In [117]:
import json
import os
from pathlib import Path
from pprint import pprint

import pandas as pd
import polars as pl
from datasets import Dataset
from huggingface_hub import login

## Paths

In [115]:
marqo_full_dir = Path("~/Datasets/marqo-gs-dataset/marqo_gs_full_10m").expanduser()
if not marqo_full_dir.exists():
    raise FileExistsError(f"Missing dataset file on location: {marqo_full_dir}.")

In [16]:
dataset_files = list(marqo_full_dir.iterdir())
print(f"Number of files in dataset dir: {len(dataset_files)}")
print("Files in dataset dir:")
pprint(sorted([file.name for file in dataset_files]))
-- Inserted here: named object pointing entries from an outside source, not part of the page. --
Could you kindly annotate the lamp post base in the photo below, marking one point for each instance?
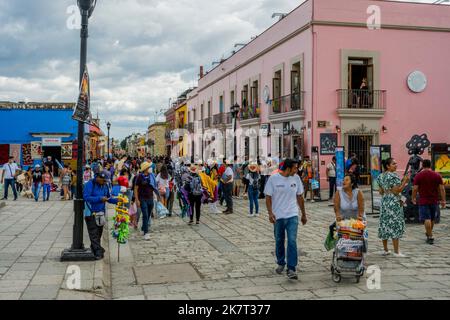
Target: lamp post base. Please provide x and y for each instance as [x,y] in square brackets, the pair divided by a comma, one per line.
[77,255]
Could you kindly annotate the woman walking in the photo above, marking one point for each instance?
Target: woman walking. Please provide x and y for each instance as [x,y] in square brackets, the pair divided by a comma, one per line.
[254,180]
[162,180]
[392,221]
[349,202]
[195,194]
[47,180]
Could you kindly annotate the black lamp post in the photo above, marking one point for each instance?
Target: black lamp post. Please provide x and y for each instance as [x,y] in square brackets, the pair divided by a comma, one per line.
[77,252]
[108,125]
[234,113]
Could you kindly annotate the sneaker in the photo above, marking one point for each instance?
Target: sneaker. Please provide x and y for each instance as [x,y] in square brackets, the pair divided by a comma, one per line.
[279,269]
[399,255]
[292,275]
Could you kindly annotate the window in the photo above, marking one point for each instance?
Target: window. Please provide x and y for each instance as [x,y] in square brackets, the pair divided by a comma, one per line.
[254,93]
[244,97]
[221,109]
[295,86]
[276,89]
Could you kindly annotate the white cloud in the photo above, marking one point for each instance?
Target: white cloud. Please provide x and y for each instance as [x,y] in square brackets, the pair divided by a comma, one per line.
[140,52]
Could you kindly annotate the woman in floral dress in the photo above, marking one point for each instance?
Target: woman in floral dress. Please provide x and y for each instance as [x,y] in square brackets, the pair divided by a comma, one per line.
[392,221]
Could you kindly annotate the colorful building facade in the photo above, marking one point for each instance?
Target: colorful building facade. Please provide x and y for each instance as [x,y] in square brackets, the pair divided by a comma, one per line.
[328,75]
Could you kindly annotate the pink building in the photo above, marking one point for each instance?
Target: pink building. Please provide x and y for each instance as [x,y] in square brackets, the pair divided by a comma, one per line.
[304,77]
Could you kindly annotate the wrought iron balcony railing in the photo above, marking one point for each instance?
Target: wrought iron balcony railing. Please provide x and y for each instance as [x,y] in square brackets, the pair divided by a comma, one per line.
[361,99]
[291,102]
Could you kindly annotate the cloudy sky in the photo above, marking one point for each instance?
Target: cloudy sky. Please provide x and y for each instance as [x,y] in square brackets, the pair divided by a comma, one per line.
[140,52]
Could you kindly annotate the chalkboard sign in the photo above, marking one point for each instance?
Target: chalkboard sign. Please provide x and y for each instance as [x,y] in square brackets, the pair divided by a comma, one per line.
[82,112]
[328,143]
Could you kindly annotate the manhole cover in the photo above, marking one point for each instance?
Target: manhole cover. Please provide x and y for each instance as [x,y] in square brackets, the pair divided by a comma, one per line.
[166,273]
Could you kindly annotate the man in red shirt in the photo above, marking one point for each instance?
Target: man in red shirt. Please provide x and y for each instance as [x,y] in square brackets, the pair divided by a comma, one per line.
[429,184]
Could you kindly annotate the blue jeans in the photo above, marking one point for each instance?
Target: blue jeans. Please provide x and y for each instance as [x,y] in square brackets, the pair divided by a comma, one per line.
[289,226]
[12,183]
[36,189]
[253,197]
[46,189]
[146,207]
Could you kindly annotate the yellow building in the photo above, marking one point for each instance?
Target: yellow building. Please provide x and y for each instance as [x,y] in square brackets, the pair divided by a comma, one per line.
[157,140]
[181,121]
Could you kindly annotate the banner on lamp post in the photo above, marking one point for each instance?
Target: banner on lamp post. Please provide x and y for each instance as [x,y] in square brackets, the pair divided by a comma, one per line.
[82,111]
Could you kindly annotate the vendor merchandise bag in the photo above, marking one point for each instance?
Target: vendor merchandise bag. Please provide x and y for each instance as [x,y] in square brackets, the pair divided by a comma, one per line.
[161,211]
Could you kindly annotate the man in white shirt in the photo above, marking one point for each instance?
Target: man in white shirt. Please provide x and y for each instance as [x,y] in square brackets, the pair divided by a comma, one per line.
[284,196]
[227,182]
[9,177]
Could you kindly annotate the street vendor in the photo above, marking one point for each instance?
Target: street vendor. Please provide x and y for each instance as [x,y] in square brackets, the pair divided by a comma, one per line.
[96,193]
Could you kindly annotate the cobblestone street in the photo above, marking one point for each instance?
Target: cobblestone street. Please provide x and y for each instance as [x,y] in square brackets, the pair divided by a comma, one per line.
[233,256]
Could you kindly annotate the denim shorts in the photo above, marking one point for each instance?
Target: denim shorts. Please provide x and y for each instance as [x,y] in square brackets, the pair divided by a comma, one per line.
[428,212]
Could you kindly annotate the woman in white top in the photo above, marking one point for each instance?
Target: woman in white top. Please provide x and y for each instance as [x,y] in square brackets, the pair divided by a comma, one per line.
[162,179]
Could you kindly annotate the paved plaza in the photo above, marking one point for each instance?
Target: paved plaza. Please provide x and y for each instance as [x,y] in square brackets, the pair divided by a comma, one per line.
[225,257]
[233,255]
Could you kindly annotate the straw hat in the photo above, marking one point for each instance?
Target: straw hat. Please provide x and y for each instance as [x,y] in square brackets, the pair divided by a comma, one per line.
[253,167]
[145,166]
[193,169]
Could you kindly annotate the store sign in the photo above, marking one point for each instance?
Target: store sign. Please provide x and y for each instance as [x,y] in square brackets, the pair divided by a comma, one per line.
[328,143]
[51,142]
[265,129]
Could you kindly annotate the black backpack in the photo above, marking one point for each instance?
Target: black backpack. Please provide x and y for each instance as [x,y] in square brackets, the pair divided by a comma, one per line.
[196,186]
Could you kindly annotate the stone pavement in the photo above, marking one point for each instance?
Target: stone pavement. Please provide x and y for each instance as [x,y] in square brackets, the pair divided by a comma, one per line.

Number of files in dataset dir: 18
Files in dataset dir:
['corpus_1.json',
 'corpus_2.json',
 'query_0_product_id_0.csv',
 'query_0_product_id_0_gt_dev.json',
 'query_0_product_id_0_gt_test.json',
 'query_0_product_id_0_queries.json',
 'query_0_product_id_1.csv',
 'query_0_product_id_1_gt_dev.json',
 'query_0_product_id_1_gt_test.json',
 'query_0_product_id_1_queries.json',
 'query_1_product_id_0.csv',
 'query_1_product_id_0_gt_dev.json',
 'query_1_product_id_0_gt_test.json',
 'query_1_product_id_0_queries.json',
 'query_1_product_id_1.csv',
 'query_1_product_id_1_gt_dev.json',
 'query_1_product_id_1_gt_test.json',
 'query_1_product_id_1_queries.json']


From the dataset GitHub Repository we conclude that dataset structure is following:

> 4 splits: training split with 80% of queries and 50% of documents, novel query splitwith the other 20% of queries and the same documents as the training split, novel corpus split with the same queries as the training split and unseen documents with the equal size of the training corpus, and zero-shot split with unseen queries and documents. <br><br>
For each dataset such as marqo_gs_full_10m, there are 4 splits as discussed before. <br>
    - **query_0_product_id_0** represents in-domain set, <br>
    - **query_1_product_id_0** represents novel query set, <br>
    - **query_0_product_id_1** represents novel document set, <br>
    - **query_1_product_id_1** represents zero shot set, <br> <br>
For each split, there is a ground truth csv containing triplet information, a set of validation ground truth and a set of test ground truth.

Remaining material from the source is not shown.